En règle générale, oui, à revenus équivalents. L'écart vient principalement de la retraite complémentaire, où le salarié bénéficie de cotisations patronales que le TNS finance seul. Sur le régime de base, les règles sont proches. C'est le cumul base + complémentaire qui creuse l'écart. La réforme des assiettes entrée en vigueur en 2025 devrait progressivement réduire cet écart.
Un gérant de SAS a-t-il le même statut qu'un gérant de SARL ?
Non. Le président de SAS est assimilé salarié : il cotise au régime général et à l'Agirc-Arrco. Le gérant majoritaire de SARL est TNS : il cotise au SSI. Le choix de la forme juridique a donc un impact direct sur la retraite, parfois de plusieurs centaines d'euros par mois.
Peut-on valider des trimestres sans cotiser si les revenus sont faibles ?
Non pour les TNS au régime réel. Les trimestres sont directement liés au revenu déclaré. En revanche, certaines périodes assimilées (maladie longue durée, maternité, invalidité) peuvent générer des trimestres sans cotisation effective.
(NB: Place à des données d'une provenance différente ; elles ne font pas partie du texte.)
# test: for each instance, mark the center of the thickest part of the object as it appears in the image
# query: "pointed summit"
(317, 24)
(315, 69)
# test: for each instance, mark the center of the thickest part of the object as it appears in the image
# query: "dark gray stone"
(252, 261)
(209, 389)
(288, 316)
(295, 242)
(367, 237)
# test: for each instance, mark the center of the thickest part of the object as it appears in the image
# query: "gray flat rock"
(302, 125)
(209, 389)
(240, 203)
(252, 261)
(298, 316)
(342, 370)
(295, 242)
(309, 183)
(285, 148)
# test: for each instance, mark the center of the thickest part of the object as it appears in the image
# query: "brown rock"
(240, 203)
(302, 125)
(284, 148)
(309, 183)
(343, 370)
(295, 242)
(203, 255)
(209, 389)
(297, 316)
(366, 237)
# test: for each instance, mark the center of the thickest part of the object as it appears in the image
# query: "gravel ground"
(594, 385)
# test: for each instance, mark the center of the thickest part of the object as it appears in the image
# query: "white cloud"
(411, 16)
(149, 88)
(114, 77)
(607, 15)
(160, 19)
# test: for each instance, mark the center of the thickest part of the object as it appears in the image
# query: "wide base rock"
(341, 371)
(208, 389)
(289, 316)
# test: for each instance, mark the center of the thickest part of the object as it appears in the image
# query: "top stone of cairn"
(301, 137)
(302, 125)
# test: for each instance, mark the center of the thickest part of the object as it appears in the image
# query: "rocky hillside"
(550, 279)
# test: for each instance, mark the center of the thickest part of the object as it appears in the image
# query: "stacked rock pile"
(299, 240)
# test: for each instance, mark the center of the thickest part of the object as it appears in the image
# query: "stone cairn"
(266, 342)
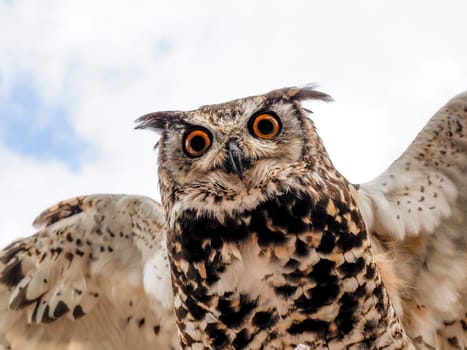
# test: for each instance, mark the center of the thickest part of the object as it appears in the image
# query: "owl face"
(235, 153)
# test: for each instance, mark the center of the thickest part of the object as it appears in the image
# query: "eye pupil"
(197, 143)
(266, 127)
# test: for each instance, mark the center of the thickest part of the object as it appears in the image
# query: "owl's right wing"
(96, 276)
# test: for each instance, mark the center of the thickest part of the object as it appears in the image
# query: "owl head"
(230, 156)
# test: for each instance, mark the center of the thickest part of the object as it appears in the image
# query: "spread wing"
(94, 277)
(416, 212)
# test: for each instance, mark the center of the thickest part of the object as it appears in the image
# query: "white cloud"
(389, 67)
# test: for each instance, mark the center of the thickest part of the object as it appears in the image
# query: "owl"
(260, 243)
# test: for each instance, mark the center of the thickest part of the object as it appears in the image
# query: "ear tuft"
(160, 120)
(307, 92)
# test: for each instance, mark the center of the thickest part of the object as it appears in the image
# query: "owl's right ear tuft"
(161, 120)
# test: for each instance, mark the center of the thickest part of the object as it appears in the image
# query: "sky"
(74, 75)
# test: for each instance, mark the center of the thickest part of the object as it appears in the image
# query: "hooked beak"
(235, 162)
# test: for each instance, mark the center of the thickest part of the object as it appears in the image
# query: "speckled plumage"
(269, 246)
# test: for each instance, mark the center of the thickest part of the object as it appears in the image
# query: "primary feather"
(94, 277)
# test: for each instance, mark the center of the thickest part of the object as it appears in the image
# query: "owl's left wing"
(416, 214)
(95, 276)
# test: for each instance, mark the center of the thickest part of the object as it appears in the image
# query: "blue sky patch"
(31, 127)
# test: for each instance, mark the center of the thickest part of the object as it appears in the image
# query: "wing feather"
(94, 277)
(416, 212)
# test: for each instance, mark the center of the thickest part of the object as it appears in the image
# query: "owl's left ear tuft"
(160, 120)
(307, 92)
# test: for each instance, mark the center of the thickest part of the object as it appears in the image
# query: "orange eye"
(265, 125)
(196, 142)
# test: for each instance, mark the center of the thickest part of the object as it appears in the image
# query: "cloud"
(31, 128)
(96, 66)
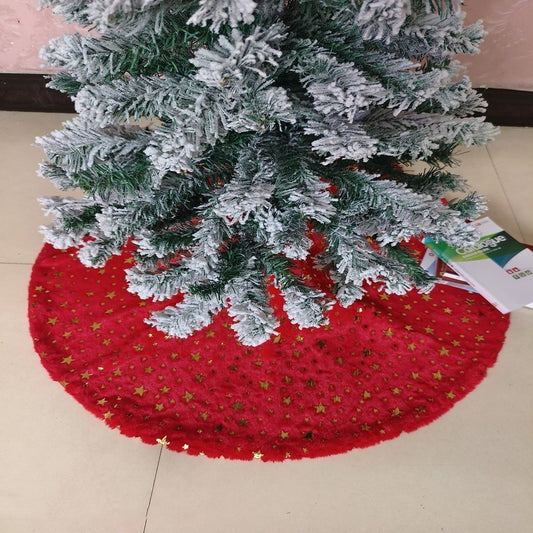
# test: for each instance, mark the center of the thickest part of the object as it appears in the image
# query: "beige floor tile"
(62, 470)
(20, 214)
(470, 471)
(476, 166)
(512, 156)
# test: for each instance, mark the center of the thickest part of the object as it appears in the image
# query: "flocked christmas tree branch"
(220, 136)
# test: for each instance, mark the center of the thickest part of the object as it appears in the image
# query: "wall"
(506, 60)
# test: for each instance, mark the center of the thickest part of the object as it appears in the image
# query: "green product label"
(499, 247)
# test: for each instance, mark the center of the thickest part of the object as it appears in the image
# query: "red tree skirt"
(384, 366)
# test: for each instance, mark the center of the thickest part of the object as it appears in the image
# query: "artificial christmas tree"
(224, 137)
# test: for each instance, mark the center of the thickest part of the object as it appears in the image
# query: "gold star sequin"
(140, 391)
(188, 396)
(163, 441)
(320, 408)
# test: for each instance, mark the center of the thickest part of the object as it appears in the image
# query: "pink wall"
(506, 60)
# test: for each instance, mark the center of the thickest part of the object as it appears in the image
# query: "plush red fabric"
(384, 366)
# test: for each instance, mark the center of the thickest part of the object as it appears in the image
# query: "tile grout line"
(505, 194)
(152, 491)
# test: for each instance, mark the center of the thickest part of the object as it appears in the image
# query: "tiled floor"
(64, 471)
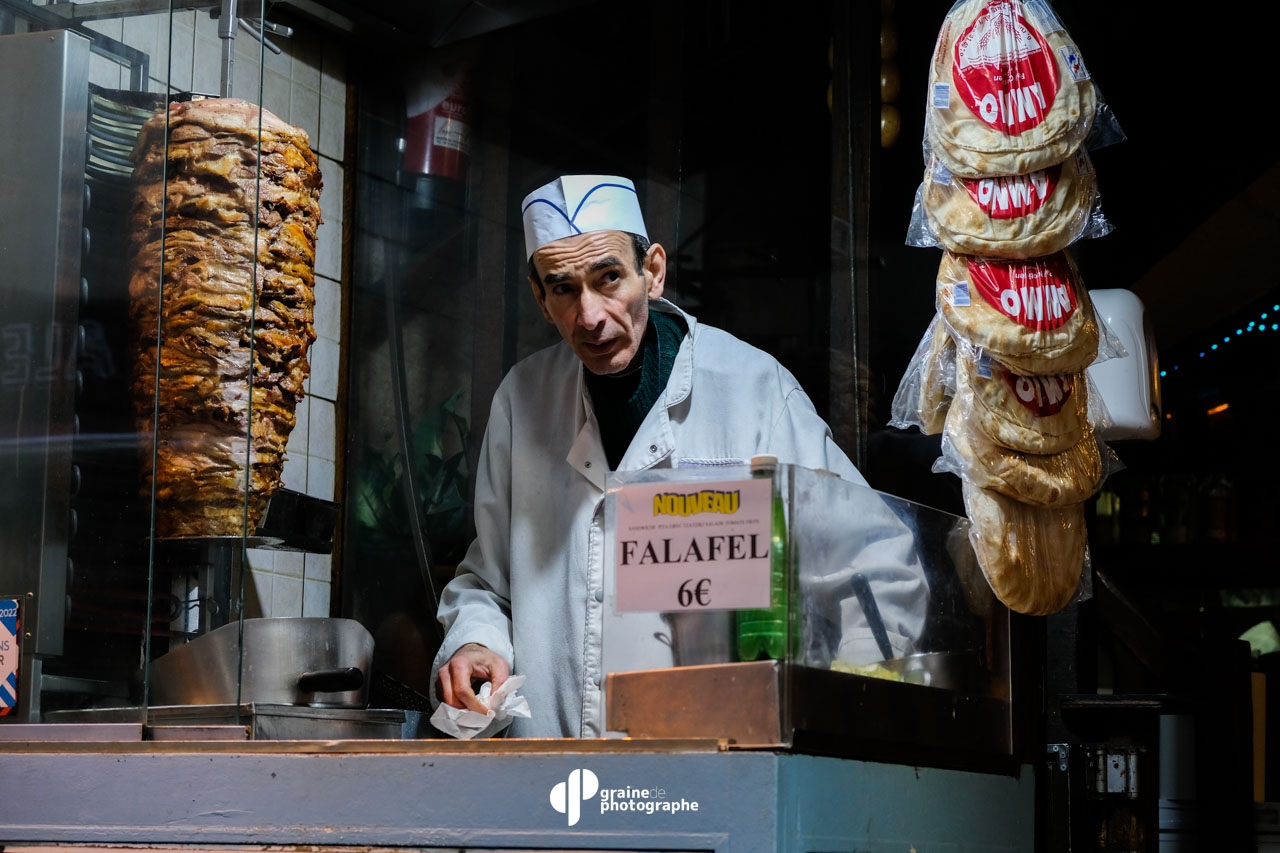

Les conditions varient selon le régime.
Le rachat de trimestres est-il possible après la retraite ?
Non. La liquidation de la retraite ferme définitivement la porte au rachat. Il n'existe aucune dérogation. C'est pourquoi l'audit de carrière doit intervenir bien avant la date de départ envisagée.
Un TNS peut-il cumuler emploi et retraite ?
Oui, sous conditions. Le cumul emploi-retraite permet de continuer à exercer tout en percevant sa retraite. Depuis 2023, les nouveaux droits acquis en cumul intégral permettent d'obtenir une seconde pension, mais celle-ci est plafonnée à environ 196 euros par mois et s'applique uniquement au sein du même régime. Les règles évoluent à partir de 2027 selon la LFSS 2026.
Comment savoir combien de points j'ai accumulé à la CIPAV ou au SSI ?
Via votre espace personnel sur info-retraite.fr, qui agrège les données de tous vos régimes. Vous pouvez également contacter directement chaque caisse. Pour la CIPAV, l'espace adhérent permet de consulter le relevé de points et d'effectuer des simulations.